The Software Freedom Conservancy (SFC), a non-profit community of open-source advocates, today announced its withdrawal from GitHub in a scathing blog post urging members and supporters to rebuke the platform once-and-for-all.

Up front: The SFC’s problem with GitHub stems from accusations that Microsoft and OpenAI trained an AI system called Copilot on data that was published under an open-source license.

Open-source code isn’t like a donations box where you can just take whatever you want and use it in any way you choose.

GitHub Copilot works so well because it steals open-source code and strips credit

It’s more like photography. Just because a photographer doesn’t charge you to use one of their images, you’re still ethically and legally required to give credit where it’s due.

According to a blog post on the SFC site, Copilot doesn’t do that when it comes to using other people’s code snippets:

This harkens to long-standing problems with GitHub, and the central reason why we must together give up on GitHub. We’ve seen with Copilot, with GitHub’s core hosting service, and in nearly every area of endeavor, GitHub’s behavior is substantially worse than that of their peers. We don’t believe Amazon, Atlassian, GitLab, or any other for-profit hoster are perfect actors. However, a relative comparison of GitHub’s behavior to those of its peers shows that GitHub’s behavior is much worse.

Background: GitHub is the defacto repository for open-source code in the world. It’s like a combination of YouTube, Twitter, and Reddit, but for programmers and the codes they produce.

Sure, there’s other options. But switching from one code-repository ecosystem to another isn’t the same as trading Instagram for TikTok.

Microsoft acquired GitHub in 2018 for more than seven billion dollars.

In the time since, Microsoft’s leveraged its position as OpenAI’s primary benefactor in a joint endeavor to build Copilot.

And the only way to get access to Copilot is through a special invitation from Microsoft or paid subscription.

The SFC and other open-source advocates are upset because Microsoft and OpenAI are essentially monetizing other people’s code and stripping away the ability for those who use that code to give proper credit.

In other words: Microsoft is taking people’s work, stripping credit, and selling it to others via algorithms.

A solution: Kill Copilot. Alternately, Microsoft and OpenAI could build a time machine, go back in time, and label every single datapoint in Copilot’s database so that a second model could be built that would apply proper credit to every output.

But it’s always easier to exploit the Wild West do-whatever-you-want regulatory environment and take advantage of people than it is to care about the ethics of the products and services you offer.

Neural’s take: When it comes to solid examples of AI that makes human lives easier, GitHub’s Copilot tops the list.
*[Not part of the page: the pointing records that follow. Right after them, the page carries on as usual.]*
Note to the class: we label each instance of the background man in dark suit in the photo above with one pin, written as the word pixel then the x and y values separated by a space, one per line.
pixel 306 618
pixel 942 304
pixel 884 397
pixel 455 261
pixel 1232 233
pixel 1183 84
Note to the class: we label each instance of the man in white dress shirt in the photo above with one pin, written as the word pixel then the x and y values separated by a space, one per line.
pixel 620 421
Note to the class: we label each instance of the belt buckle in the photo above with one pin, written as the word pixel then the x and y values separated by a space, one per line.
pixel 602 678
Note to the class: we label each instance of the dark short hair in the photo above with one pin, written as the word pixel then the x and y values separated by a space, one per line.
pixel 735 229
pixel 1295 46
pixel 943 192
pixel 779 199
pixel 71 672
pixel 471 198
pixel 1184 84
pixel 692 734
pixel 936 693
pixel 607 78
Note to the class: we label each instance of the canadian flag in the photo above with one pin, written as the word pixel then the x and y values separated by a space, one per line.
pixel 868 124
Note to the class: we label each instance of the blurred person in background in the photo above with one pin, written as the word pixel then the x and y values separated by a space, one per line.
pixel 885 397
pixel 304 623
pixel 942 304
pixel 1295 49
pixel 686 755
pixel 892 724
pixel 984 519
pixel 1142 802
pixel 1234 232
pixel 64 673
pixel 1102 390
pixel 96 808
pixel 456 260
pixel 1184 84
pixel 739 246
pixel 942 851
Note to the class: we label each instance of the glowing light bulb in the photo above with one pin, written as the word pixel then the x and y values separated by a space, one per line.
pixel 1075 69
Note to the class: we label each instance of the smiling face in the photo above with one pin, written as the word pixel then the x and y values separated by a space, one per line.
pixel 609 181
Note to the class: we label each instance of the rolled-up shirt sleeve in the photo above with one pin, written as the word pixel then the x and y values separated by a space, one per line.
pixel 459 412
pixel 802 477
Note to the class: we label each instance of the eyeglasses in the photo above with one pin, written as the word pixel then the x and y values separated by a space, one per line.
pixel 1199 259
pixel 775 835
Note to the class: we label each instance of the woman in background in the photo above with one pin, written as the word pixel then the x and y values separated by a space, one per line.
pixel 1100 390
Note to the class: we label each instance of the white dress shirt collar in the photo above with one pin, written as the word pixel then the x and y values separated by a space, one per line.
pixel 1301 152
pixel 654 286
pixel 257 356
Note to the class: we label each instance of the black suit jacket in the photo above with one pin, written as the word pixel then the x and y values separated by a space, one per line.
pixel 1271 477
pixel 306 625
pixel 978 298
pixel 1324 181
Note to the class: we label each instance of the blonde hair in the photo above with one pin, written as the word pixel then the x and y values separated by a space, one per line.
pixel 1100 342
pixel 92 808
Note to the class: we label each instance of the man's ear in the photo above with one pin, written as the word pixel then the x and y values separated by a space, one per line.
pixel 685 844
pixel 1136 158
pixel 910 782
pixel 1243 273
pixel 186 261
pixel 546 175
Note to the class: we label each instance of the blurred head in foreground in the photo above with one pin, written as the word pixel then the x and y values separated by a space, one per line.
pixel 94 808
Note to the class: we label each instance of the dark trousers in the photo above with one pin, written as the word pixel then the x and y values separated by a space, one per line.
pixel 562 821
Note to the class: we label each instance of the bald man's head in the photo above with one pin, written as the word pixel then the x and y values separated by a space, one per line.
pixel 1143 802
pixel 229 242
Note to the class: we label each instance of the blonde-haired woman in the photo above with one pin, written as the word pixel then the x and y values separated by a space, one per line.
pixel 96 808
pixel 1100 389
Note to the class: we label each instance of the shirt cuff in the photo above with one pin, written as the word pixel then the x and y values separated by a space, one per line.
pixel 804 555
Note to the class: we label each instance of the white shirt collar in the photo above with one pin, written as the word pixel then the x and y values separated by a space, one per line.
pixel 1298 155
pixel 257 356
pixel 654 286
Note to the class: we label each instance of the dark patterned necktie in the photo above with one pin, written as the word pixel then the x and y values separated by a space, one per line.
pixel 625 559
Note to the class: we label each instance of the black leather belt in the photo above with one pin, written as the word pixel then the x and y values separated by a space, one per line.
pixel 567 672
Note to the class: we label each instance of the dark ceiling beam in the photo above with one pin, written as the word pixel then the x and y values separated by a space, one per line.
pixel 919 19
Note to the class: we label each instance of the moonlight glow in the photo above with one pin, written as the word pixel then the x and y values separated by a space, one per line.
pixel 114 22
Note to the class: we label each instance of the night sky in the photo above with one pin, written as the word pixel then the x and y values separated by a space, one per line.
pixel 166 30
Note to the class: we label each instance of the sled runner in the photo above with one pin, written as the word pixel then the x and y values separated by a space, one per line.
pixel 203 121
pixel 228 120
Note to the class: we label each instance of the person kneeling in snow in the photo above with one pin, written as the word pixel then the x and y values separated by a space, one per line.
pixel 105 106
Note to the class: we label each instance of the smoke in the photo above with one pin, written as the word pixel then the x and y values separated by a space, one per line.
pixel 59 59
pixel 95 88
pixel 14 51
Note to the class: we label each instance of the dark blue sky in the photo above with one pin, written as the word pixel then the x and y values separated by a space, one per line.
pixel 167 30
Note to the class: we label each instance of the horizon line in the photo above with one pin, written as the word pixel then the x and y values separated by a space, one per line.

It takes some of the tedious things that can take developers hours of work and makes them as easy as pushing a button or typing a few lines of text.

And there’s a bit of precedent here. GPT-3 and Dall-E use databases of human-generated media to generate novel outputs.

But there’s a key difference between those generators and Copilot. Drawing a duck in the style of Monet or asking GPT-3 to tell you a story about a happy dog are one thing.

Regurgitating code snippets line-by-line from files in a database isn’t coding in the style of someone else, it’s using someone else’s code.

It’s probably a bit more nuanced than that. There is, of course, sometimes more than one way to solve a coding problem. And coding is often as much art as it is science.

But, just because you can take a picture of the setting sun with your iPhone doesn’t mean you can steal someone else’s sunset photograph, call it your own, and sell it to other people.

At the end of the day it doesn’t matter. Copilot is a hit. The dev community seems to absolutely love it. It’s gotten more positive press than any amount of naysaying is likely to affect.

Never mind what it’ll eventually do to the open source community. Who needs open source repositories when you can just work for free to make money for Microsoft?

The best thing is, you don’t get a choice. There’s no opting in or out. Microsoft and OpenAI have your data and there’s nothing stopping them from doing whatever they want with it. Resistance is futile.